3.1.2 O - Open Closed Principle

There's an awesome test for this that pretty well sums up what this principle is about: think of a feature to implement, probably the most recent one you worked on or are working on. Can you implement that feature in your existing codebase SOLELY by adding new classes and not changing any existing classes in your system? Your configuration and wiring code gets a bit of a pass, but in most systems this is surprisingly difficult. You have to rely a lot on polymorphic dispatch and most codebases just aren't set up for that. If you're interested in that there's a good Google talk up on YouTube about polymorphism and writing code without Ifs that digs into it further. As a bonus, the talk is given by Miško Hevery, whom many may know as the creator of AngularJs.

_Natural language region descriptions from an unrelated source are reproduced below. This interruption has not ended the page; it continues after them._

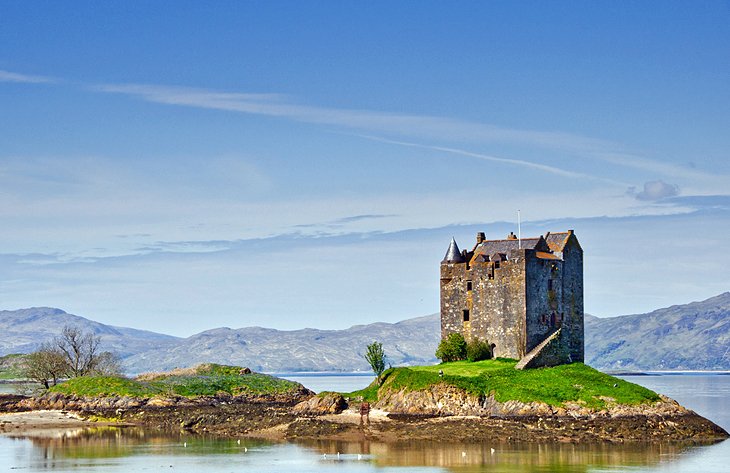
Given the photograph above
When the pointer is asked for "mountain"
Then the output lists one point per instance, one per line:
(411, 342)
(23, 330)
(693, 336)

3.1.3 L - Liskov Substitution Principle

This principle is named for Barbara Liskov, and is printed below:
"Objects in a program should be replaceable with instances of their subtypes without altering the correctness of that program."
That all sounds well and good, but it's more clearly illustrated with an example.
abstract class Shape
  1. {
  2.     public function getHeight();
  3.     public function setHeight($height);
  4.     public function getLength();
  5.     public function setLength($length);
  6. }
This is going to represent our basic four-sided shape. Nothing fancy here.
  1. class Square extends Shape
  2. {
  3.     protected $size;
  4.     public function getHeight() {
  5.         return $this->size;
  6.     }
  7.     public function setHeight($height) {
  8.         $this->size = $height;
  9.     }
  10.     public function getLength() {
  11.         return $this->size;
  12.     }
  13.     public function setLength($length) {
  14.         $this->size = $length;
  15.     }
  16. }
Here's our first shape, the Square. Pretty straightforward shape, right? You can assume that there's a constructor where we set the dimensions, but you see here from this implementation that the length and height are always going to be the same. Squares are just like that.
  1. class Rectangle extends Shape
  2. {
  3.     protected $height;
  4.     protected $length;
  5.     public function getHeight() {
  6.         return $this->height;
  7.     }
  8.     public function setHeight($height) {
  9.         $this->height = $height;
  10.     }
  11.     public function getLength() {
  12.         return $this->length;
  13.     }
  14.     public function setLength($length) {
  15.         $this->length = $length;
  16.     }
  17. }
So here we have a different shape. Still has the same method signatures, it's still a four sided shape, but what if we start trying to use them in place of one another? Now all of a sudden if we change the height of our Shape, we can no longer assume that the length of our shape will match. We've violated the contract that we had with the user when we gave them our Square shape.
This is a textbook example of a violation of the LSP and we need this type of a principle in place to make the best use of a type system. Even duck typing won't tell us if the underlying behavior is different, and since we can't know that without seeing it break, it's best to make sure that it isn't different in the first place.